# Indie Make Up: Lime Crime



## MissPanther (Jan 22, 2011)

I have yet to try this brand, however I have certainly fallen in love with their wonderful selection of colours and the amazing photo shoots that they've done! It's beautiful!

  	http://www.limecrimemakeup.com/pages/Get-the-look.html#

  	Has anyone come across, and/or tried their products before?


----------



## LisaOrestea (Jan 23, 2011)

Im totally put off by all the drama. Doe seems like a bit of a whingebag. There are plenty of indie companies out there with better business ethics and superior products (Sugarpill, Fyrinnae, Shiro to name a few.)

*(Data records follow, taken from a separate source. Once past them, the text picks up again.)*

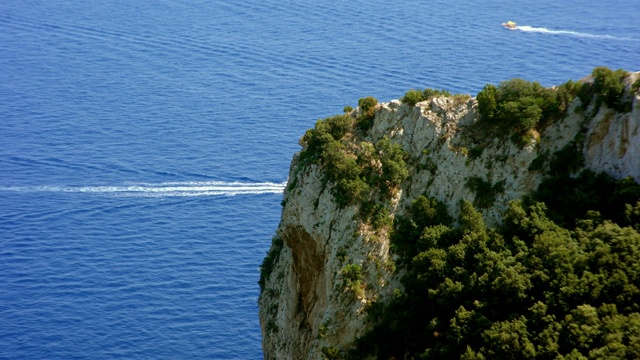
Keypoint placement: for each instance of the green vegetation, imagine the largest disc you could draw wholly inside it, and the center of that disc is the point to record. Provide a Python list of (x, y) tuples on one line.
[(413, 97), (368, 107), (269, 261), (354, 171), (608, 85), (518, 107), (560, 279)]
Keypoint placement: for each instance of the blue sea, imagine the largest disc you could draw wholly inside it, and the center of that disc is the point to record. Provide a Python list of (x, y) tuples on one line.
[(144, 145)]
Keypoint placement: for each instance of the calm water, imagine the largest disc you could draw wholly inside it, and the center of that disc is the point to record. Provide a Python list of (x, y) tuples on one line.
[(144, 145)]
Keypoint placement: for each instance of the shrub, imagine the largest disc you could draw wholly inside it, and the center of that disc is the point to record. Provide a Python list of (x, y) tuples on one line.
[(609, 86), (269, 261), (413, 97), (368, 107), (517, 106)]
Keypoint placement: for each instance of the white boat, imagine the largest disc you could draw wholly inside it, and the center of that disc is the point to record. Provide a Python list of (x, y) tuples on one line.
[(509, 25)]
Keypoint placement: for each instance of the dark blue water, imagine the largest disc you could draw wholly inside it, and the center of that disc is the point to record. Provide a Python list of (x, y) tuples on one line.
[(143, 145)]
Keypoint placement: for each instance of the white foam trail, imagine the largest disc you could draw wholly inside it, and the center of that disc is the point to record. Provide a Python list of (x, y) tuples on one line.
[(195, 188), (526, 28)]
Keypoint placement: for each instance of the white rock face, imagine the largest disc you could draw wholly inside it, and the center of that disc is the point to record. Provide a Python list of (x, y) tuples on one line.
[(306, 307)]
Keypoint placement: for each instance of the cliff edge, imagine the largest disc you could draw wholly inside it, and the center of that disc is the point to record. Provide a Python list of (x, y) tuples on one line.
[(332, 256)]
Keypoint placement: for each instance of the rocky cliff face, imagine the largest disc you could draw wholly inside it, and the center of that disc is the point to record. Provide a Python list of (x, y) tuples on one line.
[(310, 304)]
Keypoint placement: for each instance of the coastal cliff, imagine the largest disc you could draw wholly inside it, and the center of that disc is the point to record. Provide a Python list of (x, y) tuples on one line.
[(332, 256)]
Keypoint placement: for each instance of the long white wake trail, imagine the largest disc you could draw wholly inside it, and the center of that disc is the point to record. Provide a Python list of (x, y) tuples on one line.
[(194, 188), (526, 28)]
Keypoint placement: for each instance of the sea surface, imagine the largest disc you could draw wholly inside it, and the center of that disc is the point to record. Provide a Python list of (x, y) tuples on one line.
[(144, 145)]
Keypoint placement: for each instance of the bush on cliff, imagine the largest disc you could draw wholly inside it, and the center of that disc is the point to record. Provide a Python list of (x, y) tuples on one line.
[(413, 96), (533, 288), (353, 170), (517, 106)]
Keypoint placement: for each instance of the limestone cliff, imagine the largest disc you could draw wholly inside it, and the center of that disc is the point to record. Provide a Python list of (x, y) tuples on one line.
[(308, 304)]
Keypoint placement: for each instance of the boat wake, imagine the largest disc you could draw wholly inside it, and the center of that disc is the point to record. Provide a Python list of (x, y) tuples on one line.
[(168, 189), (567, 32)]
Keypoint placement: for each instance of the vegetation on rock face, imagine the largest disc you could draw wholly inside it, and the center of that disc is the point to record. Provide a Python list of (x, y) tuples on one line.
[(540, 286), (518, 107), (413, 97), (354, 171), (269, 261), (559, 279)]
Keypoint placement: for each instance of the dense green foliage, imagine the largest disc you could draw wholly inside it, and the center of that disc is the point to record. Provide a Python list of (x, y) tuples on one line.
[(355, 171), (368, 107), (535, 288), (517, 106), (608, 85)]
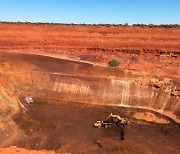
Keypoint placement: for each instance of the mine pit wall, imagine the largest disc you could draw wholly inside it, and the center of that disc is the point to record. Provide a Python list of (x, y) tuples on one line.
[(136, 92)]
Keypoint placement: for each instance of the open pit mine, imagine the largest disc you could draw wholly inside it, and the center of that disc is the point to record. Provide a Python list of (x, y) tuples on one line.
[(55, 82)]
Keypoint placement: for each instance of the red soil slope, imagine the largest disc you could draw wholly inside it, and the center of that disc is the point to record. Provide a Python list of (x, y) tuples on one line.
[(153, 51), (89, 38)]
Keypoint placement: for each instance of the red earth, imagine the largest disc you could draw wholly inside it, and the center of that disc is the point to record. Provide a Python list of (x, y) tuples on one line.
[(64, 69)]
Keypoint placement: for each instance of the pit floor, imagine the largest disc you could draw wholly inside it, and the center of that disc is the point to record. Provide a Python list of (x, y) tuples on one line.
[(68, 127)]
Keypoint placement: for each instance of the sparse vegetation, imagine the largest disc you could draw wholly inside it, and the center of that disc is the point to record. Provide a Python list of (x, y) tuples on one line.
[(113, 63)]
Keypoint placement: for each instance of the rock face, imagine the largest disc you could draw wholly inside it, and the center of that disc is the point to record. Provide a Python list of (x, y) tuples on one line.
[(69, 63)]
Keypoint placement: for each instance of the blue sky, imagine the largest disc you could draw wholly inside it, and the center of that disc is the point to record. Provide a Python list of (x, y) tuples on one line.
[(92, 11)]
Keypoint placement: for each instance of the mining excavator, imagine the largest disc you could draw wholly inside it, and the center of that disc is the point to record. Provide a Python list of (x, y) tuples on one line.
[(110, 120)]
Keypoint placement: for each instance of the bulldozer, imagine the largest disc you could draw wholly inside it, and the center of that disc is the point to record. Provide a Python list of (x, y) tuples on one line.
[(110, 120)]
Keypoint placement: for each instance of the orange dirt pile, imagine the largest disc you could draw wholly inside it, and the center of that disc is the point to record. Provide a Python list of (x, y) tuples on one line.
[(148, 116), (153, 51), (15, 150)]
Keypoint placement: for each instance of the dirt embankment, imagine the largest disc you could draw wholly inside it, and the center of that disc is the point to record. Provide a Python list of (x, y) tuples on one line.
[(152, 51), (69, 64)]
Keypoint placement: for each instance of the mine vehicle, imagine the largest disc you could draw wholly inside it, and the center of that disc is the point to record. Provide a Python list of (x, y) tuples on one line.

  	Im sort of intrigued to try the products but I wouldn't wanna spend money on it.


----------



## katred (Jan 23, 2011)

I keep hearing rumours about drama surrounding this brand, but I've never heard an explanation of what the issues actually are. can someone explain to me?


----------



## MissPanther (Jan 23, 2011)

Wow, I've never heard anything about drama! I just saw the pictures and liked the way they did make up


----------



## MissPanther (Jan 23, 2011)

Alright, so I did some research on the drama that people were talking about, and here's a link to someone who seems to have done a lot of research on this matter.

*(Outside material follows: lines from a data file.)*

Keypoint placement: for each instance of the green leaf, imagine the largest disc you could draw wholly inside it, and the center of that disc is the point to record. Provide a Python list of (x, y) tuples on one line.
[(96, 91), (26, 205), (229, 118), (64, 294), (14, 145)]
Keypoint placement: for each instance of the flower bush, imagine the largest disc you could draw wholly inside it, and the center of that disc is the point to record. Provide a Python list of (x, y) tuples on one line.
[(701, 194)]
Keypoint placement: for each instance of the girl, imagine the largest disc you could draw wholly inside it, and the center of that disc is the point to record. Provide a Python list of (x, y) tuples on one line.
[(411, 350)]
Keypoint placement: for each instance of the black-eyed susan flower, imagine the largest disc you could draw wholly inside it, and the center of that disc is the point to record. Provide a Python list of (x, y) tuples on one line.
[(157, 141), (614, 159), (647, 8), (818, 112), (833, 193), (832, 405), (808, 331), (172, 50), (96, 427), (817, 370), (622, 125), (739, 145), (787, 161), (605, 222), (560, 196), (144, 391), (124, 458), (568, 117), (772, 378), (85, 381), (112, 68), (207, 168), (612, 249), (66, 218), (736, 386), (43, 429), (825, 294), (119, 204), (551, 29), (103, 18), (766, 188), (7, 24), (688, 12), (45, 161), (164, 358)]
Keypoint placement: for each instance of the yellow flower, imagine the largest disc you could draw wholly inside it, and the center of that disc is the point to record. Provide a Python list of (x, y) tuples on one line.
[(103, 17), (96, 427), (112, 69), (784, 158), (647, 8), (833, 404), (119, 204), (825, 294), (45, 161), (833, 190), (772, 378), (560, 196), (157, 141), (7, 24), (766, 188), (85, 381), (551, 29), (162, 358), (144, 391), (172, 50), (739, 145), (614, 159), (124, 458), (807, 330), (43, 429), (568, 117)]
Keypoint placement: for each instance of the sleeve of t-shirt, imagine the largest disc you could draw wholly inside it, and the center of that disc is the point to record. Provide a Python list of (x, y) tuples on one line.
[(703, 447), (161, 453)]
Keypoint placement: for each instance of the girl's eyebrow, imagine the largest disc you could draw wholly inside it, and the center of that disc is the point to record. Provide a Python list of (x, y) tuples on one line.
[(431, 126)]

  	http://www.lipsticksandlightsabers.com/2010/01/lime-crime-beneath-glitter.html

  	The one thing that ticks me off the most is that the owner of Lime Crime thinks that she can threaten people with "legal action" for stating their opinion. For any cosmetic reviewers out there who have done a review on Lime Crime, I'd like to kindly remind you that she can't actually sue you because of one of the most important points of the N. American legal system: Freedom of Speech. 

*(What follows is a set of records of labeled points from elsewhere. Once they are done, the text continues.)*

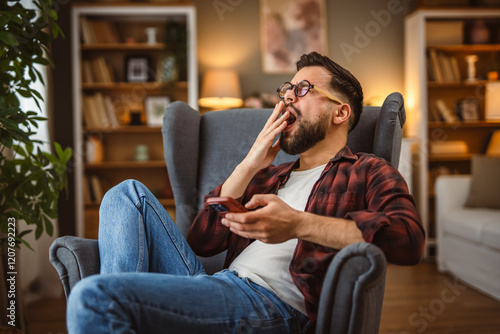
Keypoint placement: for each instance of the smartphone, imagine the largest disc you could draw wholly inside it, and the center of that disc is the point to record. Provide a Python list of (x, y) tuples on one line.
[(225, 204)]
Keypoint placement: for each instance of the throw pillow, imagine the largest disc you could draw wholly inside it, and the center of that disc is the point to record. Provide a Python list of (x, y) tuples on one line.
[(485, 183)]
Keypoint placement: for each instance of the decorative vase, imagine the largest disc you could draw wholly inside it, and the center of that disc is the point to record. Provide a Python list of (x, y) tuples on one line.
[(479, 34)]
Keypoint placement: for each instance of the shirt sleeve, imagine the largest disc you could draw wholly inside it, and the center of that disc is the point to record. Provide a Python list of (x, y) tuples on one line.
[(207, 236), (391, 220)]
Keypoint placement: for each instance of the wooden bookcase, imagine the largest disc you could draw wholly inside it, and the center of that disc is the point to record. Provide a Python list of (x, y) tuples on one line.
[(113, 122), (426, 122)]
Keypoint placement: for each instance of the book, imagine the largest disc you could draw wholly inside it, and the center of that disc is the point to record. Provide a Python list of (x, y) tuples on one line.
[(437, 73), (494, 144), (90, 115), (449, 147), (96, 186), (88, 34), (87, 74), (110, 110), (446, 113), (104, 121)]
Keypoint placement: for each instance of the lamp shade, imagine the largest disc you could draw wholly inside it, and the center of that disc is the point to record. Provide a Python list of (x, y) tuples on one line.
[(220, 90), (492, 103)]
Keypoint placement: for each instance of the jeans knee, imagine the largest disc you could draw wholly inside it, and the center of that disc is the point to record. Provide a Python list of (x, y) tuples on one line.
[(84, 295)]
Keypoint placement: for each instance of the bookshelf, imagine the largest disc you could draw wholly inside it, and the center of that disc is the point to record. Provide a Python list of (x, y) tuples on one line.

  	So don't worry about her baseless threats, because even if she TRIES to take it to court, you'll eventually be considered "Not Guilty" since you were just stating your opinion.


----------



## Honey&LemonGirl (Jan 23, 2011)

The understanding I have of the whole situation is that Lime Crime is suspected of buying its products from wholesalers and repackaging them, despite its claims of uniqueness or products that Doe Deere carefully crafted herself. The entire situation is pretty over-dramatized. MANY companies buy from wholesalers, which is why you can find the same "88 color palette" or "120 color palette" from all of the Coastal Scents, BH Cosmetics, etc. types of companies out there on the web. They all buy it from the same manufacturer and just package them up differently and advertise them differently. What Lime Crime is suspected of doing is nothing new or crazy, in my opinion. If they are repackaging wholesale items, the statements they make stating otherwise are pretty shady, but nothing to get your panties in a twist about.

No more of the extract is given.